Boiled chayote squash is a popular local dish in Sapa. Traditionally it is served with roasted and crushed sesame and salt used to lightly dip the pieces into. To fully enjoy the flavor of the chayote, it must be cooked to just the right temperature and served while it is hot.

While many of Sapa’s vegetables are sold throughout the country, the
more delicate and most tasty varieties are only available in the markets of Sapa. One example of this is “ngong”, the local word for the budded stems of old and stunted vegetables. There are many kinds of ngong, such as the stems of garlic, cabbage, kohlrabi, and chayote. Ngong is best served fried
with garlic or various kinds of meat.

Sapa is also well known for its dishes of “lon cap nach”, which symbolizes the image of local people tucking their pigs under their arms as they bring them to the market for sale. The soft and sweet layer of lean pig-meat is served in 2cm thick pieces with a crispy skin on top, and attached below is a very small and
chewable piece of bone, unless of course you’ve gotten a piece of s h i n b o n e .

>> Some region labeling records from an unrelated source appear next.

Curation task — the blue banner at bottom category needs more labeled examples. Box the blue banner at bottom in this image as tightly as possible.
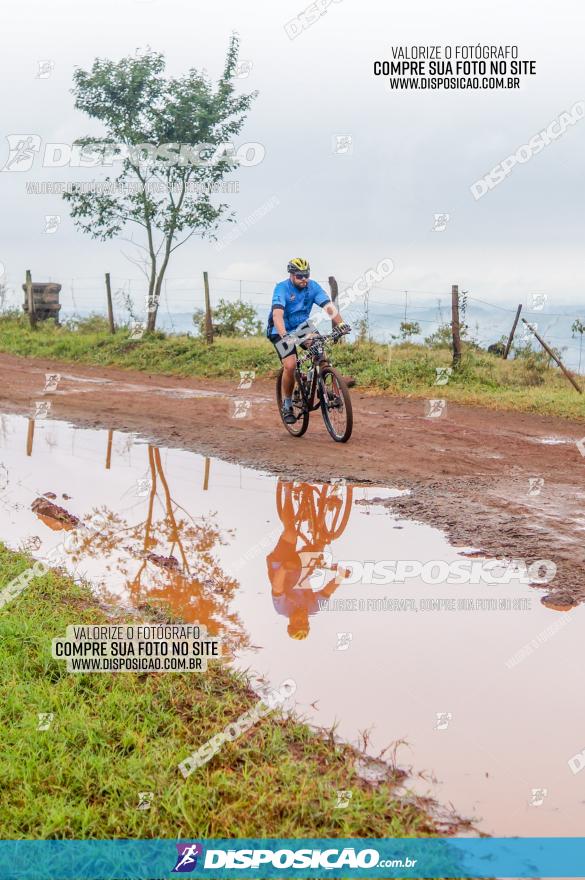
[0,837,585,880]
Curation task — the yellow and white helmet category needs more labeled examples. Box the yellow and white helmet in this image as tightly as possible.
[286,257,311,275]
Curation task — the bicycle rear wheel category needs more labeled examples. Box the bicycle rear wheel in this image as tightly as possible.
[276,367,309,437]
[319,367,353,443]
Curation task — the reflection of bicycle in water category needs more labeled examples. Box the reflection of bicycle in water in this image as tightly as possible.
[266,480,353,639]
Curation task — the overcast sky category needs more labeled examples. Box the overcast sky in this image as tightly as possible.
[0,0,585,306]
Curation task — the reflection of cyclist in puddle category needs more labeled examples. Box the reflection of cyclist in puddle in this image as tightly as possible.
[266,480,352,639]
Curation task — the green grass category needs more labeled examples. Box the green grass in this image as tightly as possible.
[0,315,585,420]
[0,544,438,839]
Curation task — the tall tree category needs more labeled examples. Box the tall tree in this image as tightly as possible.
[64,34,257,330]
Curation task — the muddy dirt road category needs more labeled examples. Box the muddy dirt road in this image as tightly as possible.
[0,355,585,610]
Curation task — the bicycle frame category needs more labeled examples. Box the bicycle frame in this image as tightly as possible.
[295,336,333,412]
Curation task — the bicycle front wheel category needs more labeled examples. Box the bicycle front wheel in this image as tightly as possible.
[319,367,353,443]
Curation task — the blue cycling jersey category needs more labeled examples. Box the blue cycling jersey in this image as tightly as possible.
[266,278,331,337]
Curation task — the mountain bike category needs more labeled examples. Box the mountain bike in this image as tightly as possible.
[276,332,353,443]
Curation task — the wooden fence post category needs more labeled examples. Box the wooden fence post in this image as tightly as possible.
[451,284,461,367]
[502,303,522,360]
[522,318,583,394]
[203,272,213,345]
[26,269,37,330]
[106,272,116,333]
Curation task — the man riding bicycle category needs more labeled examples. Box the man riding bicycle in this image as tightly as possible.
[266,257,350,425]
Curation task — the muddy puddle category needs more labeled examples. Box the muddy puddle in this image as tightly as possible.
[0,416,585,836]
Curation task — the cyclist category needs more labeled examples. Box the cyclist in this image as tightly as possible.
[266,257,350,425]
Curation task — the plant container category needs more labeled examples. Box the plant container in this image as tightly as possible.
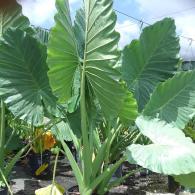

Locals of Sapa claim there is nothing as delighting to the palate as chewing on the soft pig bone of “lon cap nach” and sipping a glass of Sapa’s original apple wine.

Sapa residents are also very fond of their fish. One type called spring
fish, because they are residents of the areas mountainous springs, is about the size of a finger. Spring fish are served fried, making the head, tail, and fins crispy, while the fibers of its plump body remain nice and chewy.

Also available to serve fresh with the local vegetables are two types of freshwater fish, salmon and sturgeon, which have been successfully bred
in Sapa. A steaming hot pot of salmon served with an assortment of fresh
vegetables and a cup of hot jasmine tea is a great way to warm up in the
cold weather of Sapa.

Beyond the availability of fresh fish and vegetables, Sapa also boasts a
number of local dishes that include locally produced smoked sausages and fresh field mushrooms. While Sapa is known more for its glorious landscape and cooler climate, many tourists will soon discover after a visit there, that Sapa offers just as much in the way of culinary delights as it does in its natural settings.